Part 1  Part 13

It really is such a relief to have a family member in the know and supporting me. It makes a massive difference and gives me much more confidence. I owe Anette, my counselor at NCS-Counseling a HUGE thank you for her professional guidance which has helped me crawl out from under my rock and make real progress towards accepting myself and taking the mask off in front of more and more people.

With my parents arriving in the country today to spend Christmas here, and my sister arriving next week, I’ve come to the decision that I have to tell my parents about everything while they’re here, out of love and respect for them as well as my own mental health! Here’s my latest email correspondence with my sister who’s help with this phase of my life is invaluable:

Me: What do you think the best way to tell mum and dad would be? In person or by email and share my blog so they can read in detail how I feel and what I’m doing?

Sis: Maybe in person?  If you were going to tell them this holiday, tell them early-ish, on a night when nobody is drunk, and perhaps on a night when you’re going home to sleep so you don’t have to put up with questions. You can always tell them that they can talk it through with me and ask all the questions they want to. You can also tell them about the blog so they can read it in their own time.

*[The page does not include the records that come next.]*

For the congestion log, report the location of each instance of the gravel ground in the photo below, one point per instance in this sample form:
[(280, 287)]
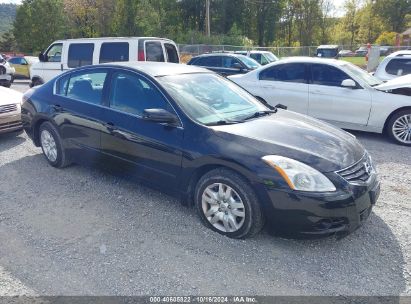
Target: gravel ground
[(84, 231)]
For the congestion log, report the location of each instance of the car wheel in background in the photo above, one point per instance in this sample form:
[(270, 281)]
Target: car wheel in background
[(399, 127), (52, 147), (228, 205)]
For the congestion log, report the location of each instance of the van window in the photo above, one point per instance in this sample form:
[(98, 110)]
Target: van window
[(399, 67), (54, 53), (114, 51), (172, 54), (80, 54), (154, 51)]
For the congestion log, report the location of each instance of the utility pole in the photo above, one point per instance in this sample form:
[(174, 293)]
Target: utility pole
[(208, 18)]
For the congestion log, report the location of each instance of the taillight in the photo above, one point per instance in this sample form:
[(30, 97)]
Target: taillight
[(141, 56)]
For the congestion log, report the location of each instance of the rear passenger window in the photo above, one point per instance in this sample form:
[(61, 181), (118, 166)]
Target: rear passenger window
[(399, 67), (114, 51), (80, 54), (327, 75), (172, 54), (154, 51), (229, 62), (293, 72), (86, 86)]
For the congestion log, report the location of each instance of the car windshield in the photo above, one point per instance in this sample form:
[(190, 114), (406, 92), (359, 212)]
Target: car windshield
[(249, 62), (363, 75), (210, 99)]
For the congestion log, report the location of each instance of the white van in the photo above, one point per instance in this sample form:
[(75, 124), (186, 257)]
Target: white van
[(63, 55)]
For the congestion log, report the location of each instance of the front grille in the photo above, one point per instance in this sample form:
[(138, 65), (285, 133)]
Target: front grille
[(8, 108), (360, 172)]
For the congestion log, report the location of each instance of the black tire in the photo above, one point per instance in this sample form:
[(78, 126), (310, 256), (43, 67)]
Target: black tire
[(390, 125), (61, 160), (253, 219)]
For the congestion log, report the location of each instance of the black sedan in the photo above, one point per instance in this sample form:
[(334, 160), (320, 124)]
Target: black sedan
[(195, 134), (225, 64)]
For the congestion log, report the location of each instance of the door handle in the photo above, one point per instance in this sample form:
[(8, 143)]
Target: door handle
[(109, 126)]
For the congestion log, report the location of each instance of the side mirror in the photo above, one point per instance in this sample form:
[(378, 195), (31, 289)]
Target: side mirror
[(348, 83), (42, 58), (160, 115)]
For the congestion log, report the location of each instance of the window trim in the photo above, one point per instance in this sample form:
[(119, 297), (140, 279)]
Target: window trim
[(77, 43)]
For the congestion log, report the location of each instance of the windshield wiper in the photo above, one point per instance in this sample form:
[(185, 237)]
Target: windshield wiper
[(259, 114), (224, 122)]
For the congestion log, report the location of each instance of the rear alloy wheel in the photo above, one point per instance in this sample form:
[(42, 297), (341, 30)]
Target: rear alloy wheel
[(227, 204), (400, 127), (51, 145)]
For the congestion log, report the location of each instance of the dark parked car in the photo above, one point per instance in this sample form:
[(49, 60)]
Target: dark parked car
[(225, 63), (198, 135)]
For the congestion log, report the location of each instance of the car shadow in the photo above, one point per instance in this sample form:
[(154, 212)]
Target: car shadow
[(82, 230), (10, 140)]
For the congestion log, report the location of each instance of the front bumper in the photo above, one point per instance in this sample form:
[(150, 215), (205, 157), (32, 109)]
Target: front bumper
[(10, 123), (306, 214)]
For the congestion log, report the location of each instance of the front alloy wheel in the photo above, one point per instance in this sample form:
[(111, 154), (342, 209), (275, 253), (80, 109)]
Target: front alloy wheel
[(227, 204), (223, 207), (49, 145), (52, 146), (400, 127)]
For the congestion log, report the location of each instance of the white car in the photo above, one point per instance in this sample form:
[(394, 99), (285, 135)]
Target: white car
[(337, 92), (394, 65), (10, 110), (6, 73)]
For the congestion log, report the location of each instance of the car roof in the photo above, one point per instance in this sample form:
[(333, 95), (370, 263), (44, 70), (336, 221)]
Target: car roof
[(328, 46), (220, 54), (111, 38), (399, 53), (156, 69), (302, 59)]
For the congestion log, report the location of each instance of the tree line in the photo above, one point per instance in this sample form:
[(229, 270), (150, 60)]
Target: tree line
[(236, 22)]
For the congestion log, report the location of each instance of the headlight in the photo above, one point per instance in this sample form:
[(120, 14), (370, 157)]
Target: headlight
[(299, 176)]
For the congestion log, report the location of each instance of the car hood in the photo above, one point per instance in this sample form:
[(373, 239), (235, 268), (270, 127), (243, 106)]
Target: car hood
[(299, 137), (396, 83), (9, 96)]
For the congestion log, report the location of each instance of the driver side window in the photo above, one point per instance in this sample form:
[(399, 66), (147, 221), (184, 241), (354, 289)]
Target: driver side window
[(132, 94), (54, 53)]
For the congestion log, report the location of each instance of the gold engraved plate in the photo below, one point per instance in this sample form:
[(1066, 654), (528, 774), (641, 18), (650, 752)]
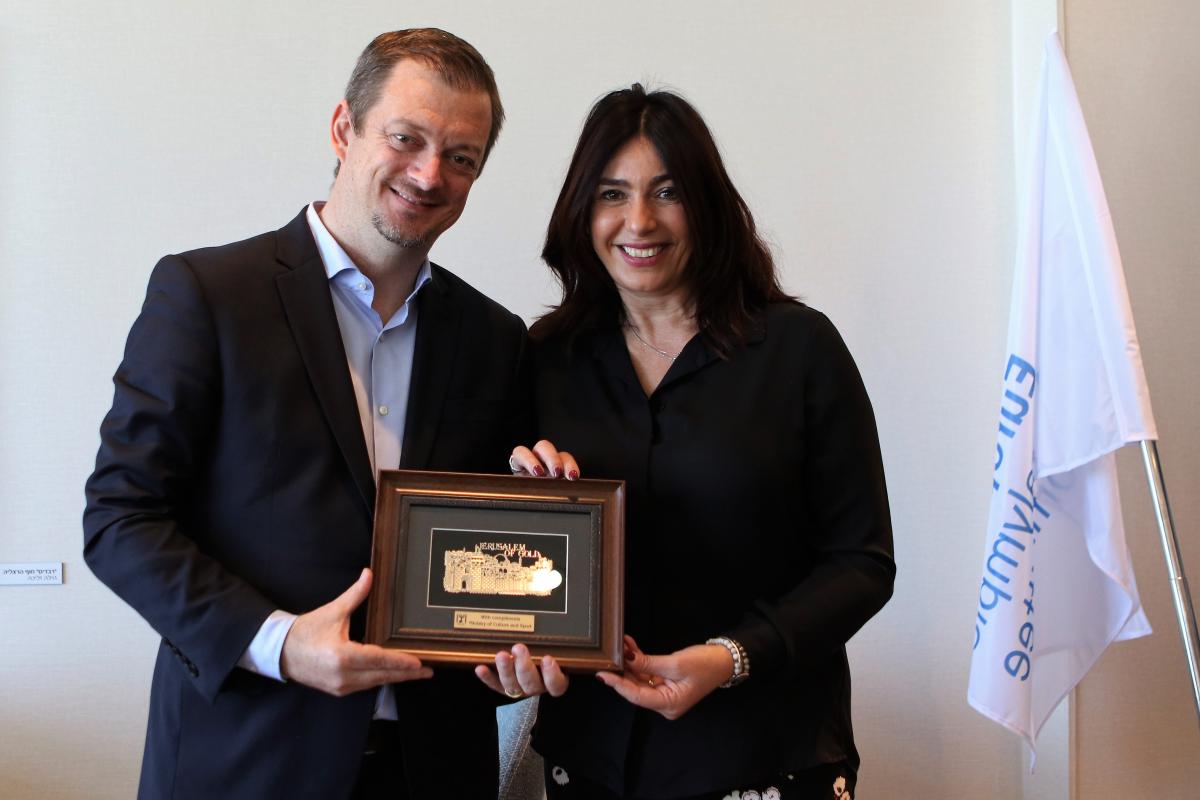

Me: I’m not sure yet – won’t be until I’m face to face with them – but I think I can tell them. I think I’d like to. I’m sick of pretending to be someone in not with them xxx

Sis: Yeah, see how it goes. It sounds as though it’ll be a relief for you to be open with all the family. I genuinely don’t give a shit how strangers judge me, but it’s far more complex with parents. On one hand you don’t want to do anything to agitate or worry them, on the other it’s generally healthier to be open and not hide anything, even for someone else’s benefit. So, see how you feel…

Me: I don’t think I can afford to see how I feel. I think I really do have to tell them or it’ll be another year before I see them face to face again. Although they might already actually know, I don’t want them to find out through a source other than me, and I am openly blogging about it online. Plus quite honestly, I expect that no matter how difficult it is to do, and whatever their reaction to it, I’m going to feel so liberated by them knowing. Fear of upsetting them has prevented me from getting on with my life for years, and no matter how it goes, I think once they know everything, I’ll be a lot more fearless and be able to truly get on and be who I am. I’m just scared to start the conversation.

I’ll be moving over to Chatrium after work on Monday 19th, staying til 26th. I’m sure there’ll be plenty of booze enjoyed by Dad and me, including that first evening, so it may be better to have the conversation on the 20th right after lunch, or even earlier in the day, before anyone gets festively boozey.

I’m really going to need your help telling them. I don’t want to make it sound too serious and I really don’t want to get emotional about it. God, all this worry when they probably know anyway (just don’t know that I’m doing anything about it.)


Sis: Good plan, and it certainly sounds as though, the more you think about it, the better it will be for your overall mental health to just tell them. It can’t be as bad as your worse fears about how upset they might be, but it probably won’t be as smooth as you hope – I wouldn’t be surprised if you get some irritating questions when you and Dad are drunk, which could cause him to be a bit insensitive and maybe also you to be a bit oversensitive – but it’s got to be good for you in the long run. No secrets, nothing feeling shameful, no hiding. Just chin up, best tits forward, right? I’ll do everything I can to help, of course…

Me: Thanks. I know it’s got to be better in the long run – just feel like a kid again having to fess up to something like it’s a bad and shameful thing that I’ve done wrong and which will disappoint and distress them, and could change the wonderful family dynamic we have. It will change the dynamic – I think that’s inevitable – but once we’re past the shift in perception and settled with it, there’s no reason it’ll be a bad one. I keep going back to – I’m not changing who I am, just how I identify, and altering my body a little to bring it in line with my self image. I just have to remind them that if they loose sight of it.

I know I’ve said this before, but if any readers are embarking on a transition like this, seeing a professional counselor is the best thing you could ever do. For me, confiding [no, that’s the wrong word as I don’t intend for this to remain a secret] opening up to my sister has really given me strength and much more confidence and yet again reminded how blessed I am to have the family I’ve got. I’ll be having dinner with my parents in Bangkok this evening and it’s a week and a half before my scheduled conversation so wish me luck!